Un magma che potrebbe seppellire interprete e pubblico con la forza della sua tracimante imponenza, e che solo una regia così addentrata avrebbe saputo domare curvandone la sostanza in pensiero portato alla luce, annunciato con quell’incontrovertibile umiltà che è propria delle epifanie. Il labirinto polifonico annidato in queste creature di frontiera procedeva, lento ma inesorabile, verso la foce del silenzio, svelando così, in un processo di progressiva frantumazione del canto, la sua intenzione prima ed ultima: essere esso stesso aria, luce, spirito. Ci era impossibile non andare con il pensiero all’ultimo Lupu, alle sue rivelazioni srotolate a mezza voce, su uno strumento a cui il sortilegio di una rara ricerca timbrica sembrava levare i martelletti. Ad affiorare dal pianoforte di Gamba, in barba agli insopportabili luoghi comuni duri a morire – dal Beethoven “titanico” al precursore del jazz che spesso ne accompagna il destino – era la voce di un’anima vivida, intenta a fare i conti con il senso del proprio testamento, decisa a riepilogare e a raggrumare in microcosmi conclusi i testamenti ricevuti dal passato, dalle mani di Bach e di Haydn su tutti, e a ripensarne il valore universale da proiettare al cielo, al proprio presente prima ancora che al domani, come stella polare capace di riorientare le rotte quando il mondo si oscura.

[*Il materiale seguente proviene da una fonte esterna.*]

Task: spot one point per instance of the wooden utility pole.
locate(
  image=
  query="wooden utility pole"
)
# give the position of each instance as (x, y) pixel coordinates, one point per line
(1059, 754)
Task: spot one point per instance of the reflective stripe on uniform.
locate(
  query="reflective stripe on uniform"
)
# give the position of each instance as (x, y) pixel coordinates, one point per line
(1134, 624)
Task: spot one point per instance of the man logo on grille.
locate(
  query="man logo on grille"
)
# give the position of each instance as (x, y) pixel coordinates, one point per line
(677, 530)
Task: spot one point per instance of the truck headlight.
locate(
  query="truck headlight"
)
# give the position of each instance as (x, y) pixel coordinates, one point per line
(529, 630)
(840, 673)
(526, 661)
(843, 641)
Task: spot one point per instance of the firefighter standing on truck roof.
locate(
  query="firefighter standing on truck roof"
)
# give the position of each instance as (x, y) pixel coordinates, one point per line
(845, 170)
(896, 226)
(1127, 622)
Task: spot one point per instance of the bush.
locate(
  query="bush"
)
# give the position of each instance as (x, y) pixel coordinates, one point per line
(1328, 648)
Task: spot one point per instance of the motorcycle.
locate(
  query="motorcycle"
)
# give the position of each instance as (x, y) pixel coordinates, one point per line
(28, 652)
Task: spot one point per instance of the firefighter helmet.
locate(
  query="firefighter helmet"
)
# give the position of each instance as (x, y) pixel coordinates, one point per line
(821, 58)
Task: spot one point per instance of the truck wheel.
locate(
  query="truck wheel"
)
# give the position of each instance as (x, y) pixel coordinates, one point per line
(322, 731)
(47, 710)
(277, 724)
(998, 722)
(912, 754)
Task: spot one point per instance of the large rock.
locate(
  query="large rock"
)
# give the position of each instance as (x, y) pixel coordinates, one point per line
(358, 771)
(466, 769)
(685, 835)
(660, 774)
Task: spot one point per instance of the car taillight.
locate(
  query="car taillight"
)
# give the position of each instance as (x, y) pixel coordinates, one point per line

Una coscienza vigile e purissima, che nella contemplazione delle radici – che meraviglia, il dipanarsi delle variazioni nell’op. 109 ed, ancor più, nella polverizzazione trasfiguratrice della 111, disegnate con olimpico gusto tardosettecentesco – trovava senso e conforto. Le ultime parole, le ultime note portate a riva dopo una traversata così intensa da attraversare le onde dell’autentico sgomento prima della bonaccia. Niente da aggiungere. Solo il silenzio di una riflessione che continua il suo cammino dentro di noi.